Despite this, I must admit that when I do actually get the job, despite the anxiety, panic and insecurities I experience in rehearsals (which I think every actor faces tbh) I find that when I’m actually performing, I’m free of it all. It all disappears. I’m finally worthy of myself. I am complete. I’m who I’m meant to be. I can still do it! I’m proving that I can still do it – that I have talent. I’m meant to be pursuing this career path. I have not wasted all of this time, energy and money (oh the money!) thus far on this career choice. The problem is, I’m often so low and without confidence that on the rare occasion I do get in the casting room I get in my own way as I’m so hyper-aware of everything and in fear of being scrutinised because of my weight, appearance and/or sexuality. (Note to self: no-one can actually see those things. Well, apart from my stomach!) I’m never really concerned though about the acting side of it. Its everything else – and all those other elements actually prevent me from being me and the best that I can be in that audition room.
The bottom line here is that I’m unable to sustain the feeling I have when performing – and its that feeling that drives me. I’m addicted to it. Once a job is finished and I’m not regularly flexing the acting muscle, I simply don’t believe that I’m any good or can do it anymore. I need evidence. I need another job. I need an acting hit to validate me again. The jobs inevitably do not come and rapidly I lose myself – and the fog of anxiety and depression hits again.
“Let go, Andrew!” was all I was ever told at Drama school. How do you let go?! I felt, and to this day feel, that for me to achieve this ‘letting go’ I would need to decapitate myself or scoop my brains out and replace them with a new brain that was not full of pointless programming!
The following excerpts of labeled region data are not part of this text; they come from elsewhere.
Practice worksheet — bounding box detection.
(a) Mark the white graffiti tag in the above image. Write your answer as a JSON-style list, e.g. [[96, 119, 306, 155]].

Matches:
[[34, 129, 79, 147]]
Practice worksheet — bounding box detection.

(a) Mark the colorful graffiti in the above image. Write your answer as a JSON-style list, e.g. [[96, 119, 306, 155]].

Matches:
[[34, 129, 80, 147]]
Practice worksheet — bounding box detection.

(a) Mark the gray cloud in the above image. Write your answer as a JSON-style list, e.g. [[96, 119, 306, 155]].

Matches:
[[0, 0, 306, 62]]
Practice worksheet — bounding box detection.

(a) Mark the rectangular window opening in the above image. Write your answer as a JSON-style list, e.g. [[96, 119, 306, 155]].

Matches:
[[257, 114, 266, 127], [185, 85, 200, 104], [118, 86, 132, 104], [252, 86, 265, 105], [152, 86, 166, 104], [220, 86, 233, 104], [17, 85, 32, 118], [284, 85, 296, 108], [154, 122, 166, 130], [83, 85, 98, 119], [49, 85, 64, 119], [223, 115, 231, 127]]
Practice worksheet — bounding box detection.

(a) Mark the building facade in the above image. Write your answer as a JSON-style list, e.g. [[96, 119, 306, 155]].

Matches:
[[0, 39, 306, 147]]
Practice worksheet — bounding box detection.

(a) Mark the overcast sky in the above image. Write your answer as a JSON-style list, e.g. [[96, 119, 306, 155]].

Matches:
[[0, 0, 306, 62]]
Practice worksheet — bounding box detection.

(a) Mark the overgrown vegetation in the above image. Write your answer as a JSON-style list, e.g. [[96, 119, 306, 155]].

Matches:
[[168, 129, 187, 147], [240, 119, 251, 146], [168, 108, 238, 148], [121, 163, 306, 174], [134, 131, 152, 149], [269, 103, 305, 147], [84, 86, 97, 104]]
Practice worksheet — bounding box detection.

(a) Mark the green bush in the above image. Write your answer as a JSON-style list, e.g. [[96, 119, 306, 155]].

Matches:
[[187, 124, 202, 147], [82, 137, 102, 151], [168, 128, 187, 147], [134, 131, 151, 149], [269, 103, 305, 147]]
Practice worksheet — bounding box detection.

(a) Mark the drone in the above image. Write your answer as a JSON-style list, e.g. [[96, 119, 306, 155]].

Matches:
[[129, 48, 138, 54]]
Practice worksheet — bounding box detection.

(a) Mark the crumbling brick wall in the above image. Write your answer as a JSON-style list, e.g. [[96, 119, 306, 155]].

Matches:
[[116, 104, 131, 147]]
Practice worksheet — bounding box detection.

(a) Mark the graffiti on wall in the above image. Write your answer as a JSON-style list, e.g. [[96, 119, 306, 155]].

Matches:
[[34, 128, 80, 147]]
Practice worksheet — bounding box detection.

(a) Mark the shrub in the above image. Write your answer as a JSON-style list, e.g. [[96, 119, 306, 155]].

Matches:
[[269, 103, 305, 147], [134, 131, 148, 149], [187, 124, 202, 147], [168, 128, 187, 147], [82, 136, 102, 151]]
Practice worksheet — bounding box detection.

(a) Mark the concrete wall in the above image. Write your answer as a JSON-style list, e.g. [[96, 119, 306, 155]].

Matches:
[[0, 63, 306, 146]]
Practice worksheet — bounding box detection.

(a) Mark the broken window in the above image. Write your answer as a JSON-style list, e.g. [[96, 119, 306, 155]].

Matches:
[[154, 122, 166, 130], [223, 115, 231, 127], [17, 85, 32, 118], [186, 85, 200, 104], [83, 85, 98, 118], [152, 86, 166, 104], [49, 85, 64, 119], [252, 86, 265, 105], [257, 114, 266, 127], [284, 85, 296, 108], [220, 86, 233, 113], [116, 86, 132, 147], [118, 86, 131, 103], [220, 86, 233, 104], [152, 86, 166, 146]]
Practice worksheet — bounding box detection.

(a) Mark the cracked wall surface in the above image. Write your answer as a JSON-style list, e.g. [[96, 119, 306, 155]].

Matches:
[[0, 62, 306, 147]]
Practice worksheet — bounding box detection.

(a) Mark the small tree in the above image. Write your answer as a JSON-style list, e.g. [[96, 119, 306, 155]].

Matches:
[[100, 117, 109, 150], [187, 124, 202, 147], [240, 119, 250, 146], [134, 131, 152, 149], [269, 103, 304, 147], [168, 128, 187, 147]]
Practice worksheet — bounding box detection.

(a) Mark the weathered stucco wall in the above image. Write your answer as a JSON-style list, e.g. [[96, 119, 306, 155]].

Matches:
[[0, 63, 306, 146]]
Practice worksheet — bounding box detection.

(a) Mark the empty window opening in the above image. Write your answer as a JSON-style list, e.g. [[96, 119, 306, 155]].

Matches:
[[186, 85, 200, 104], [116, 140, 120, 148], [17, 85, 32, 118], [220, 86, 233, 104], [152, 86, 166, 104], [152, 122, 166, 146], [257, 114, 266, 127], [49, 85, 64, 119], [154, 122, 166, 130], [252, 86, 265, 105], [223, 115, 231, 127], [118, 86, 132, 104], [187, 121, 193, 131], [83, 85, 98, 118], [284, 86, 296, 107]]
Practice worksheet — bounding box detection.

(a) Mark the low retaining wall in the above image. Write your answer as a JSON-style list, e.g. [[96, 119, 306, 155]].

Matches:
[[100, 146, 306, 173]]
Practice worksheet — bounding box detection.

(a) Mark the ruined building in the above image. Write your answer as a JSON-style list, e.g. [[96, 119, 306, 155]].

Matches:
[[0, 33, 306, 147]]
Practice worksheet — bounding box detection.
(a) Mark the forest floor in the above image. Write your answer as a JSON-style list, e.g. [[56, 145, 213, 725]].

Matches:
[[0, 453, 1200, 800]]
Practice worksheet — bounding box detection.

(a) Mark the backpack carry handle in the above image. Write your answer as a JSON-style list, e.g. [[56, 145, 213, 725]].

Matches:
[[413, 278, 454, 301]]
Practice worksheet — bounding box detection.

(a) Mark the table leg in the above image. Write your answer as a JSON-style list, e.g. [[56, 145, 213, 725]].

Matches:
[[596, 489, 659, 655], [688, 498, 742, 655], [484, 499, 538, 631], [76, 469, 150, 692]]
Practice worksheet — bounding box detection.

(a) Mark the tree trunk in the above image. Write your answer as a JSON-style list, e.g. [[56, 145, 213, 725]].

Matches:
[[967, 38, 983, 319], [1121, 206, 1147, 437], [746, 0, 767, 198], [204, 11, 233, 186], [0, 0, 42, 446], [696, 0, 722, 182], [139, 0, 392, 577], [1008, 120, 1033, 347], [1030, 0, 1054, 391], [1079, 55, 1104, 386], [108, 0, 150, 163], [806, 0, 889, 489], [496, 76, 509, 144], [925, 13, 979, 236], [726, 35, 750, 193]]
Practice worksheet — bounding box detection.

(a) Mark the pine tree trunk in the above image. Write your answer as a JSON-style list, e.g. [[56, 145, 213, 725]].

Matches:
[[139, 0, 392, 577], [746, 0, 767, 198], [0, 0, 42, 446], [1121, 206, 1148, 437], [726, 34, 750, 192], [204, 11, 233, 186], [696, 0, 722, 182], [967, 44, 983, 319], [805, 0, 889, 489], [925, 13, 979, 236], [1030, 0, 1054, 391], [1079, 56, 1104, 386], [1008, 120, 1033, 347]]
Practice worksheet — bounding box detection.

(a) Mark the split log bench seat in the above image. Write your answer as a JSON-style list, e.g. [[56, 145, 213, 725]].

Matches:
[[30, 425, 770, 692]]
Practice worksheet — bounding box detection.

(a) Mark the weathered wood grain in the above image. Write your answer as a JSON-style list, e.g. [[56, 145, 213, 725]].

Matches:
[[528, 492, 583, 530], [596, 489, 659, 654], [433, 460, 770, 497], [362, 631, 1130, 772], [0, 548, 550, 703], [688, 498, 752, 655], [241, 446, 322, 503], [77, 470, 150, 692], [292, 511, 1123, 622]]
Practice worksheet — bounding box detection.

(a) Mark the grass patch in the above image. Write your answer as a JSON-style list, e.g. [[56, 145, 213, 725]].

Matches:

In reality, my mental health issues existing alongside my pursuit of an acting career and the general demands of day-to-day life have culminated in a gradual progression over the last decade of slowly removing myself from my performance career in many aspects, leaving me with an overwhelming sense of failure and regret. I’ve worked yes, but nowhere near as often as I would have liked and at the level that I would have hoped to have achieved – or more importantly, what I feel I deserve and am talented enough to have achieved. Perhaps its been the issues with my mental health that have sabotaged my potential for success and fulfilment? Who knows. All I know is that having created this website this week, I still love to act – and I think that I’m actually quite good at it. I just wish that there was more support and understanding about mental health amongst the profession to make me feel less alienated, abnormal and helpless and to essentially support me during the highs and lows that inevitably come when pursuing a career as an actor.
Thank you for reading and do feel free to comment. Happiness to all of you.